Joseph's sensitivity becomes apparent to the careful reader of this and last week's Torah portions. The most reliable indication of a person's sensitivity is his ability to shed tears of emotion, his capacity to weep. Joseph demonstrates this capacity no less than four times in the course of the biblical narrative:
Subsequent to his initial encounter with his brothers, we read that "he turned away from them and wept..." (Genesis 42:24); when he first sees his younger brother Benjamin, "he was overcome with feeling...He went into a room and wept there..." (ibid. 43:30); unable to contain himself after Judah's confrontational address, "his sobs were so loud that...the news reached Pharaoh's palace..." And finally, as we will read in next week's Torah portion, this is Joseph's response to his brothers' plea for explicit forgiveness: "and Joseph was in tears as they spoke to him." (ibid. 50:17).
No doubt about it. The biblical text gives us conclusive evidence of Joseph's emotional sensitivity. But there is another secret to Joseph's noble treatment of his brothers. It relates to his philosophy, not to his emotional reactivity.
If there is one lesson that Joseph learned from his father Jacob during his disrupted adolescence, it was the belief in a divine being who ultimately controls man's circumstances and man's destiny. When a person wholly has that belief, he is able to dismiss even the most painful insults against him. He is able to attribute them to God's plan and not to blame the perpetrators of that insult.
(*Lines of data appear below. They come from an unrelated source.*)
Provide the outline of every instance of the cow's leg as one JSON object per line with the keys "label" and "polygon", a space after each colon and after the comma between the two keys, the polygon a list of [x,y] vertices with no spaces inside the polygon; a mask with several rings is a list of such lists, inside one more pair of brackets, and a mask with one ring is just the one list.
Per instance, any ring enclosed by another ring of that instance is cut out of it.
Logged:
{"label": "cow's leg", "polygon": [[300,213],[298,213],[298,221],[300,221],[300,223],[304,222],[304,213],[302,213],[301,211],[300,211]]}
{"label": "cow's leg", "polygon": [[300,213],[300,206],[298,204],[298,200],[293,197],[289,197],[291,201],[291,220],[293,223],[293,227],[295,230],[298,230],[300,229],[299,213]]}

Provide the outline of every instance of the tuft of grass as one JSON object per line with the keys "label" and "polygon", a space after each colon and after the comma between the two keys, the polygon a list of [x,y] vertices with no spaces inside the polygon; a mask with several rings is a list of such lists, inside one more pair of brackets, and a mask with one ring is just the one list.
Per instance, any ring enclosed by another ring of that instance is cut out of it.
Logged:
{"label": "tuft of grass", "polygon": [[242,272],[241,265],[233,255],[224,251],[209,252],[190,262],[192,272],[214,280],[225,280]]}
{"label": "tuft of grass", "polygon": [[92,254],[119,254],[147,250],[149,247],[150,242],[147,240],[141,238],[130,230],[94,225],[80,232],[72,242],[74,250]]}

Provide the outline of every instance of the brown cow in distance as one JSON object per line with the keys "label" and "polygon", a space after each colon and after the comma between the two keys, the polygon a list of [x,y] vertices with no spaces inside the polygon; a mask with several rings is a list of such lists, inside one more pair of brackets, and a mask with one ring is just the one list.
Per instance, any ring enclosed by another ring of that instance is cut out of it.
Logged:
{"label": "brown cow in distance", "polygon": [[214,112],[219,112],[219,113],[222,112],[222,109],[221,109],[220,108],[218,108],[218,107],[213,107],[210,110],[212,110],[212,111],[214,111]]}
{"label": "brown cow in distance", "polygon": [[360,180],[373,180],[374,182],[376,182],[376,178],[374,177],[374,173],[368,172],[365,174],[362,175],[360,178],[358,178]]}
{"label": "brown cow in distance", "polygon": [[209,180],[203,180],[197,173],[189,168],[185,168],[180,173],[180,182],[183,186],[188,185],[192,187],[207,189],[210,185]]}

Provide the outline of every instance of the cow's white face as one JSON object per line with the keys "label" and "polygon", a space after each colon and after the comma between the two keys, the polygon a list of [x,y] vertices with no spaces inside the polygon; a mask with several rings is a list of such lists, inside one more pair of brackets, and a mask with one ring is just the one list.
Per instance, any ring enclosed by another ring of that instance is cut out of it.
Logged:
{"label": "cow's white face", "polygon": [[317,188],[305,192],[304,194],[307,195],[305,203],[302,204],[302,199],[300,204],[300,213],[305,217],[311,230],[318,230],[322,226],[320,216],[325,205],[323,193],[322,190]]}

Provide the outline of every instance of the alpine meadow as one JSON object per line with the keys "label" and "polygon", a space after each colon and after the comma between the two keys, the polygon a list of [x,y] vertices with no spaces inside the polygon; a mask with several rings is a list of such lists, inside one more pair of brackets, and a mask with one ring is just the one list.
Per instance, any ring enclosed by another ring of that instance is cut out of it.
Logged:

Thus was Joseph able to say, "So, it was not you who sent me here, but God..." (ibid. 45:8)
The power of genuine faith to instill the awareness that even hurtful circumstances are part of the divine plan is, in my opinion, best described in this passage from the anonymous 13th century author of Sefer HaChinuch, in his comments on the commandment to desist from revenge:
"At the root of this commandment is the lesson that one must be aware and take to heart the fact that everything that happens in one's life, whether it seems beneficial or harmful, comes about because of God's intervention...Therefore, when a person is pained or hurt by another, he must know in his soul...that God has decreed this for him. He should not be prompted to take revenge against the perpetrator, who is only indirectly the cause of his pain or hurt. We learn this from King David who would not respond to the traitorous curses of his former ally, Shimi ben Gera."
The author of Sefer HaChinuch sees King David as the exemplar of this profound religious faith. In these final Torah portions of the Book of Genesis, we learn that Joseph was King David's mentor in regard to the capacity to rise above the misdeeds of others and to see them as but part of God's design.
It is not easy for us lesser believers to emulate Joseph and David, but we would be spared much interpersonal strife if we would at least strive to do so.